I then recalled my delight at recently discovering by chance a video posted a few years ago by Denebola, Newton South High School’s online newspaper. It was a performance of mine in the annual Tertulia, an all-day talent show at South held each April. On this occasion I was playing guitar and singing accompaniment to Celina Bliss Siegel, a talented student of mine. We performed the classic bolero “Besame Mucho” to the delight of a packed auditorium. After watching and listening, I smiled, pleased that the performance was somewhere out there in cyberspace.

Perhaps, I supposed, this video served the same function as those selfies taken in the Louvre and at the beach. True, I had no idea that the performance had been posted online, nor any sense of how long it would remain in circulation. For me, performing in the Tertulia every spring with an ever-changing group of students was its own reward, each performance as precious and perishable as life itself.

Like the whale, every life, no matter how fair, “sometime declines/ By chance or nature’s changing course untrimmed.” For Shakespeare, the only hope of saving his love’s “eternal summer” was to preserve it in “eternal lines to time,” i.e. poetry. Poetry, in this sense, respresents all art, and “Ars longa, vita breve.” Though we will all die, works of art and literature will survive “So long as men can breathe or eyes can see.”

Though selfies are rarely works of art, they may well be a contemporary stab at immortality… or merely an exercise in self-obsession, a belief that personal experience matters only when others witness it.
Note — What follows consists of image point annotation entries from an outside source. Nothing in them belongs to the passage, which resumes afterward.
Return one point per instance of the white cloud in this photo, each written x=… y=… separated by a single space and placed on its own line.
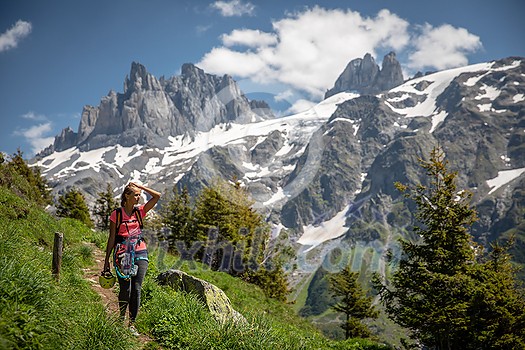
x=11 y=38
x=36 y=136
x=234 y=8
x=225 y=61
x=250 y=38
x=307 y=50
x=442 y=47
x=34 y=116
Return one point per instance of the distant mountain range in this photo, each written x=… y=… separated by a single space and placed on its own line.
x=325 y=175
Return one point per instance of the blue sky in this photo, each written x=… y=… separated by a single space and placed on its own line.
x=58 y=55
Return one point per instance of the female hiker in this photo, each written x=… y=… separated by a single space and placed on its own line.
x=131 y=255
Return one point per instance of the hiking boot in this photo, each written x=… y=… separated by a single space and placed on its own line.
x=134 y=331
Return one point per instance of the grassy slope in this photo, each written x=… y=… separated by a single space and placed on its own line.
x=39 y=313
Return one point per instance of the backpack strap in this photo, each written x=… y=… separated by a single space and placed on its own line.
x=118 y=222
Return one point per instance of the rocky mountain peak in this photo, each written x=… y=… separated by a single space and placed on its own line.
x=363 y=75
x=140 y=79
x=149 y=110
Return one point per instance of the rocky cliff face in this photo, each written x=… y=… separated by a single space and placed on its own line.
x=325 y=175
x=363 y=75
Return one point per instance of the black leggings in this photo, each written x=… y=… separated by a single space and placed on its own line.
x=129 y=294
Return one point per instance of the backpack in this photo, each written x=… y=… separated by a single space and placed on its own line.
x=124 y=252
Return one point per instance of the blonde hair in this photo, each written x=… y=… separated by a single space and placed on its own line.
x=127 y=190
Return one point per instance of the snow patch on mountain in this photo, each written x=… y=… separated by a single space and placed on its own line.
x=503 y=178
x=313 y=235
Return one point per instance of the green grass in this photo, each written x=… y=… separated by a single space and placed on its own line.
x=38 y=312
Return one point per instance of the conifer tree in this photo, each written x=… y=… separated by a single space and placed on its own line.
x=73 y=205
x=353 y=302
x=444 y=290
x=105 y=204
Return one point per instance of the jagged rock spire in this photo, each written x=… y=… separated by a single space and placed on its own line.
x=364 y=76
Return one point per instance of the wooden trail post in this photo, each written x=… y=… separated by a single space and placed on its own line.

As for me, I will keep both hands free when enjoying works of art or swimming in the sea.

In January 1015, I retired after teaching English for 34 years at Newton South High School. I continue as girls' tennis coach there, this being my 26th year in that role. My wife, Dahlia Rudavsky, to whom I have been married for forty-four years, is an employment lawyer on the side of the oppressed. My wife graduated from Newton South, and we have lived in Waban since 1980. My favorite pastimes are writing (see my periodic column in the Newton Tab) and playing tennis. I also help raise funds for Yad Chessed, a wonderful local charity. You might also find me supporting various causes around Newton.